Conserved introns reveal novel transcripts in Drosophila melanogaster - PubMed (original) (raw)

Conserved introns reveal novel transcripts in Drosophila melanogaster

Michael Hiller et al. Genome Res. 2009 Jul.

Abstract

Noncoding RNAs that are-like mRNAs-spliced, capped, and polyadenylated have important functions in cellular processes. The inventory of these mRNA-like noncoding RNAs (mlncRNAs), however, is incomplete even in well-studied organisms, and so far, no computational methods exist to predict such RNAs from genomic sequences only. The subclass of these transcripts that is evolutionarily conserved usually has conserved intron positions. We demonstrate here that a genome-wide comparative genomics approach searching for short conserved introns is capable of identifying conserved transcripts with a high specificity. Our approach requires neither an open reading frame nor substantial sequence or secondary structure conservation in the surrounding exons. Thus it identifies spliced transcripts in an unbiased way. After applying our approach to insect genomes, we predict 369 introns outside annotated coding transcripts, of which 131 are confirmed by expressed sequence tags (ESTs) and/or noncoding FlyBase transcripts. Of the remaining 238 novel introns, about half are associated with protein-coding genes-either extending coding or untranslated regions or likely belonging to unannotated coding genes. The remaining 129 introns belong to novel mlncRNAs that are largely unstructured. Using RT-PCR, we verified seven of 12 tested introns in novel mlncRNAs and 11 of 17 introns in novel coding genes. The expression level of all verified mlncRNA transcripts is low but varies during development, which suggests regulation. As conserved introns indicate both purifying selection on the exon-intron structure and conserved expression of the transcript in related species, the novel mlncRNAs are good candidates for functional transcripts.

PubMed Disclaimer

Figures

Figure 1.

Figure 1.

Overview of the computational intron prediction procedure. (A) Introns are predicted using intronscan on both strands of the D. melanogaster genome, yielding a total of ∼1.4 million predictions. Independent intronscan predictions in the other insect genomes were made. (B) Only those D. melanogaster intron predictions are retained that have an orthologous prediction in at least one additional genome. (C) A support vector machine (SVM) classifier based on five features is used to distinguish positive (real introns) and negative training samples (false predictions). These features measure characteristic splice site substitutions, sequence conservation in the middle part of introns, and variation of the intron length, donor, and acceptor score between species. As indicated by the distributions, these features are highly discriminative for positive and negative samples. By using this classifier, we predict 369 conserved introns.

Figure 2.

Figure 2.

Nucleotide frequencies in splice site positions differ among insect genomes. The figure plots the nucleotide frequency difference (relative to D. melanogaster) of the 23,499 real introns for the donor positions +3…+6 and the acceptor positions −7…−3 for 14 insect species. While differences are often small, D. willistoni, T. castaneum, and A. mellifera have a strong preference for A over G at position +3 and for T over C at −3, which is still consistent with the splice site consensus (sequence logo made using

http://weblogo.berkeley.edu/

).

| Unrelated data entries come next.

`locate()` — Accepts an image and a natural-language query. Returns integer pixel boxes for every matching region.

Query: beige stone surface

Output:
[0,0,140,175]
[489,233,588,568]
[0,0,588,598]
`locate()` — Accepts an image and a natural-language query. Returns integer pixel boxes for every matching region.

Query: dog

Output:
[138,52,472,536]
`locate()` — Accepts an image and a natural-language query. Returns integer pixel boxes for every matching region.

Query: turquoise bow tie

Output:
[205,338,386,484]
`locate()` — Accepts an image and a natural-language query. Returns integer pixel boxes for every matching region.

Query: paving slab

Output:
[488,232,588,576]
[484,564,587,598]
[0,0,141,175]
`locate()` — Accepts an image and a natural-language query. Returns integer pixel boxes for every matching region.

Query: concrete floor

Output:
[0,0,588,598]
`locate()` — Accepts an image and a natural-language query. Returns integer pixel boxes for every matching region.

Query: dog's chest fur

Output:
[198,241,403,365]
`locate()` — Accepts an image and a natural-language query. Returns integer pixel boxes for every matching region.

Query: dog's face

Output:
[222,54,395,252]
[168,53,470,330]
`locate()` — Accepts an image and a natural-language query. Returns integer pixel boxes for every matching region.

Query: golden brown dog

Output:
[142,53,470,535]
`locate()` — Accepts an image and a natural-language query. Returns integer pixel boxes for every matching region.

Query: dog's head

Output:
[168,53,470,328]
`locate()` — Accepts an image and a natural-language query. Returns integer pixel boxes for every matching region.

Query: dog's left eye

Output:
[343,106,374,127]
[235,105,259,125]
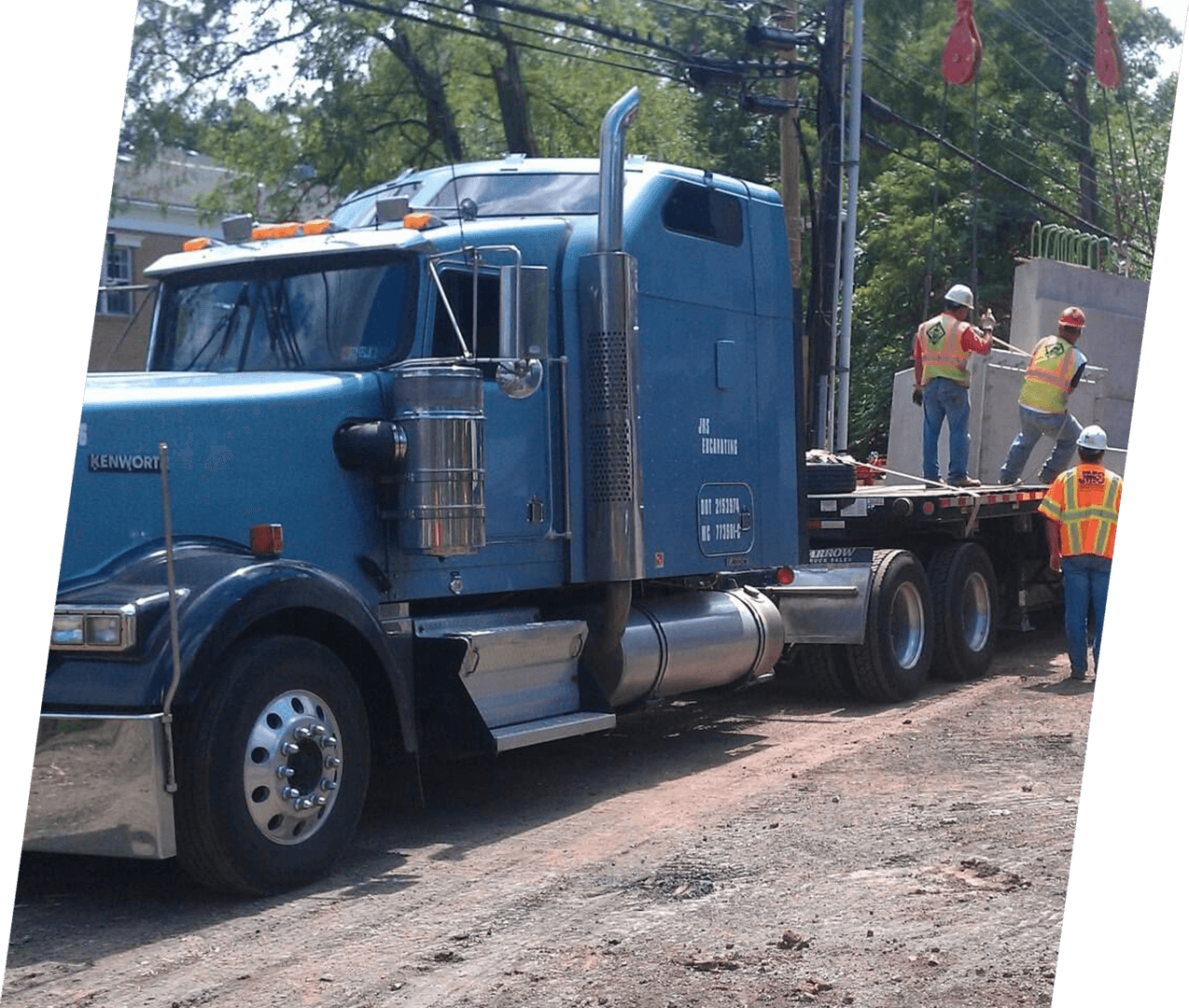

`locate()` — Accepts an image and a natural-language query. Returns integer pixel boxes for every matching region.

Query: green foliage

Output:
[121,0,1180,448]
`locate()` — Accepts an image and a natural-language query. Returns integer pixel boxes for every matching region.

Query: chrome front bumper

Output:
[21,714,177,859]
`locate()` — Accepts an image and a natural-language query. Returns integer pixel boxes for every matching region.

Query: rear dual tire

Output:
[929,542,999,682]
[846,549,934,703]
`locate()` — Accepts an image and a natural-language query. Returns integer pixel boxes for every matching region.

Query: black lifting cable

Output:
[920,81,950,321]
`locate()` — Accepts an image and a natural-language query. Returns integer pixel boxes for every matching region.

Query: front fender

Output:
[42,542,416,751]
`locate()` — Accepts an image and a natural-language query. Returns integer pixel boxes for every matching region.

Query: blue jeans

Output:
[921,378,971,481]
[1060,556,1111,675]
[999,407,1082,483]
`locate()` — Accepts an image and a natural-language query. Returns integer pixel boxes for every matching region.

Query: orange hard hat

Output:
[1057,305,1085,329]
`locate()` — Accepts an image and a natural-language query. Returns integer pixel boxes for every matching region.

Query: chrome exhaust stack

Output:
[579,88,645,581]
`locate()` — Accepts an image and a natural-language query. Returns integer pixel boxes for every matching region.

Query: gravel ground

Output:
[3,624,1112,1008]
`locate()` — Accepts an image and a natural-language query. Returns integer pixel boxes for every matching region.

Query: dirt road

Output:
[3,626,1094,1008]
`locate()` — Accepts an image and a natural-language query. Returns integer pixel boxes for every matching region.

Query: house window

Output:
[95,231,132,315]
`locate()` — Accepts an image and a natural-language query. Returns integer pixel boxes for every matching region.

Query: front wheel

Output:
[175,636,370,894]
[846,549,933,703]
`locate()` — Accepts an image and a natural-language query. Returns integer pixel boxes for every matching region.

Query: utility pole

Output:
[780,0,808,413]
[808,0,846,449]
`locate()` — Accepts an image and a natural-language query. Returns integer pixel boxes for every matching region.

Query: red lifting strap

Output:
[942,0,982,84]
[1094,0,1123,88]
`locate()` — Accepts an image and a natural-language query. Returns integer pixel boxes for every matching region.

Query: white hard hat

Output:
[1077,423,1107,452]
[945,284,973,310]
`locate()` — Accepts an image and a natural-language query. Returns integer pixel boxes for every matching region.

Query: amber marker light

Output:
[247,525,286,556]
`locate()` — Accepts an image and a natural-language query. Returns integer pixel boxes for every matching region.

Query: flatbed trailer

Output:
[799,483,1062,698]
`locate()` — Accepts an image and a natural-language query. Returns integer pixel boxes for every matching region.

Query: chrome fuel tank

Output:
[604,588,785,707]
[392,365,486,556]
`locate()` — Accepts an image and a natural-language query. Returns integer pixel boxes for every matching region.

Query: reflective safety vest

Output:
[1041,462,1123,560]
[1020,336,1077,413]
[916,314,971,386]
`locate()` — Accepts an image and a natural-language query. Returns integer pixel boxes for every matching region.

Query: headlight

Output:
[50,605,137,651]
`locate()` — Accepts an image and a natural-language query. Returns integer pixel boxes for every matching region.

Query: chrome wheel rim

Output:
[888,582,925,668]
[244,690,343,847]
[962,573,990,651]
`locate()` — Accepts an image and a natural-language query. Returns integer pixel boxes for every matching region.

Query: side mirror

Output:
[499,266,550,360]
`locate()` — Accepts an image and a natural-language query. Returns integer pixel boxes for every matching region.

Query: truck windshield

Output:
[148,252,417,371]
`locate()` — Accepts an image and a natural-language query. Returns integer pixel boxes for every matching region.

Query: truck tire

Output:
[846,549,934,703]
[929,542,999,682]
[175,636,370,895]
[793,644,859,700]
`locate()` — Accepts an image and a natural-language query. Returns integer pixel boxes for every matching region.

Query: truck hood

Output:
[60,372,383,591]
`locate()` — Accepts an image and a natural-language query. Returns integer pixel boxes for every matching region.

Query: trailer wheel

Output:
[175,636,370,894]
[929,542,998,682]
[846,549,933,703]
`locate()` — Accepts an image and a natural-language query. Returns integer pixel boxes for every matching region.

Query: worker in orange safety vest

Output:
[1041,426,1123,681]
[912,284,993,486]
[999,305,1085,483]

These preferences correlate with the A+T content of these genomes (D. willistoni, 63%; T. castaneum, 67%; A. mellifera, 67%; compared with D. melanogaster, 58%) (Bergman et al. 2002; Honeybee Genome Sequencing Consortium 2006; Tribolium Genome Sequencing Consortium 2008). Donor position +2 is not shown due to tiny frequency differences between the two possible nucleotides (C and T).

Figure 3.

Figure 3.

Evaluating characteristic intron evolution. (A) Two predicted introns with orthologous intronscan predictions in other species are shown. The prediction on top exhibits several substitutions in the splice site regions that are characteristic for real introns (e.g., C-to-T substitutions at acceptor position −3). Furthermore, this prediction has a low sequence conservation within the intron (average phastCons score for the region +8…+20 and −20…−8 is only 0.002). This prediction gets a high probability for being a real intron (0.999). In contrast, the prediction at the bottom has substitutions that are inconsistent with intron evolution (e.g., A-to-G substitution at acceptor position −3), and it exhibits conservation throughout the intron (average phastCons score is 0.92). The SVM probability for being a real intron is consequently low (0.001). Positive substitution scores are shown in shades of green; negatives in shades of red. Substitution scores are only considered for the donor (positions +2…+6) and acceptor splice site (positions −7…−3). Note that the substitution scores are specific for each pair D. melanogaster with another species; thus, the same substitution with respect to different species can get different scores. (B) The distribution of the summed substitution scores (left) and the average conservation scores (right) show a substantial difference between our positive and negative samples. The position of the values of the introns from panel A are indicated. For a better visualization, the _y_-axis for positive and negative samples has a different scale.

Figure 4.

Figure 4.

Examples of transcript-confirmed intron predictions. (A) A predicted intron is located in the 5′ UTR of the protein-coding gene CG14614, whose current 5′ UTR annotation consists of only 2 nt. (B) Example of a predicted intron that belongs to a transcript overlapping an intron of dally in the antisense direction. (C) Example of a predicted intron that belongs to a potentially tissue-specific noncoding RNA, as 13 of the 14 supporting ESTs originate from a salivary gland library (ESG01). (D) A predicted intron that overlaps a noncoding FlyBase transcript (pncr009:3L) that has no intron annotation. pncr009:3L was found to be a structured precursor for small interfering RNAs (Okamura et al. 2008). (E) Example of a “cluster” of three introns within ∼400 nt. All three introns are predicted with a probability of >0.999 and belong to a potentially coding gene (BLASTX hits in several Drosophila species). Examples B_–_E illustrate that our approach finds introns that are located in regions of low sequence conservation, indicated by low phastCons conservation scores up- and downstream of the intron. Modified UCSC genome browser (Karolchik et al. 2008) screenshots were used to make this figure.

Figure 5.

Figure 5.

Predicted introns in novel protein-coding genes. (A) A predicted intron is consistent with a two-exon coding gene predicted by CONTRAST (Gross et al. 2007). (B) Several predicted introns overlap a coding gene model predicted by NSCAN (Gross and Brent 2006). While the two downstream introns are in agreement with the NSCAN predictions, the two upstream introns are not. However, a BLASTX run of the entire region excluding the four introns (represents the spliced transcript) gives a perfect hit with a D. melanogaster protein (SwissProt Q6IL55) as well as hits in eight other Drosophila species. The positions of the four introns and the NSCAN predicted start codon in the Q6IL55 protein sequence are indicated as dashed lines.

Figure 6.

Figure 6.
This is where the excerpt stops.